Ich will dich finden, ich will, nein ich muss, ich werde.

Ich kenne dich schon lange, ich hatte dein Gesicht schon vor längerer Zeit gesehen, ich hatte es konserviert, aber vergessen. Und gestern nun habe ich es wieder gesehen. Du bist älter geworden und ich bin gewachsen, aber dein Gesicht war noch das selbe wie bei unseren früheren Begegnungen.

Wir kennen uns schon lange, aber gestern war es die erste Begegnung bei der du mich wahrgenommen hast. Ich habe gesehen, dass dein Blick auf meinem ruhte, dass du mein schüchternes Lächeln auffingst und von da an war auch mein Geicht in deinem Kopf konserviert. Über zwei Kassen und zwanzig Menschen hinweg blickten wir uns in die Augen, während der Kassierer 3,40 von mir verlangte und ich ihm mein Gesicht, aufgedruckt auf meinem Ausweis zeigte. Er vergaß mein Gesicht schneller als seine Schicht zu Ende war. In deinem Kopf schwirrt es jedoch weiterhin herum.

Ich habe die Chance vertan, bin gegangen, den Alkohol in einer Plastiktasche verstaut, die Glastür ging automatisch auf, ich trat automatisch hinaus. Ich habe mich nicht umgedreht, bin mit einer Eile gegangen, die mit einer Flucht zu vergleichen war. Doch jedem Schritt folgte ein langsamerer und dann blieb ich stehen aus Schreck vor dem was ich tat. Ich hatte dich nach so vielen Jahren wiedergesehen und war gegangen.
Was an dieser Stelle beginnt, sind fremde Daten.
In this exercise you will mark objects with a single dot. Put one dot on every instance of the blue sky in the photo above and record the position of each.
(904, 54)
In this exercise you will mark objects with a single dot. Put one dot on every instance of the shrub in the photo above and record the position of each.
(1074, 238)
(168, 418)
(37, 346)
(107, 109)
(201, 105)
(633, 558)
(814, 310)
Den gleichen Weg ging ich zurück, mit weitaus vorsichtigeren Schritten. Der Kassierer saß noch am gleichen Ort, da standen immer noch zwanzig Menschen an, aber die einunzwanzigste oder die einzigste, die fehlte.

Ein zusammengenüllter Kassenzettel lag auf dem Fußboden, ich hob ihn auf. 3,40, die selbe Flasche, die ich gekauft hatte, ich wusste es war deiner. Ich nahm den Zettel mit, malte die kleinen Risse und Linien auf dem Papier nach und spürte die kraftvolle Bewegung mit der du den Kassenzettel zerknüllt hattest, fühlte die selbe Traurigkeit, die mich ergriff. Mein Kopf speicherte dein Gesicht, alle Einzelheiten, all deine Schönheit. Ich will nur nicht wieder eine so lange Zeit warten, bis wir uns wiedersehen, will dich jeden Tag altern sehen und mit dir zusammen größer werden.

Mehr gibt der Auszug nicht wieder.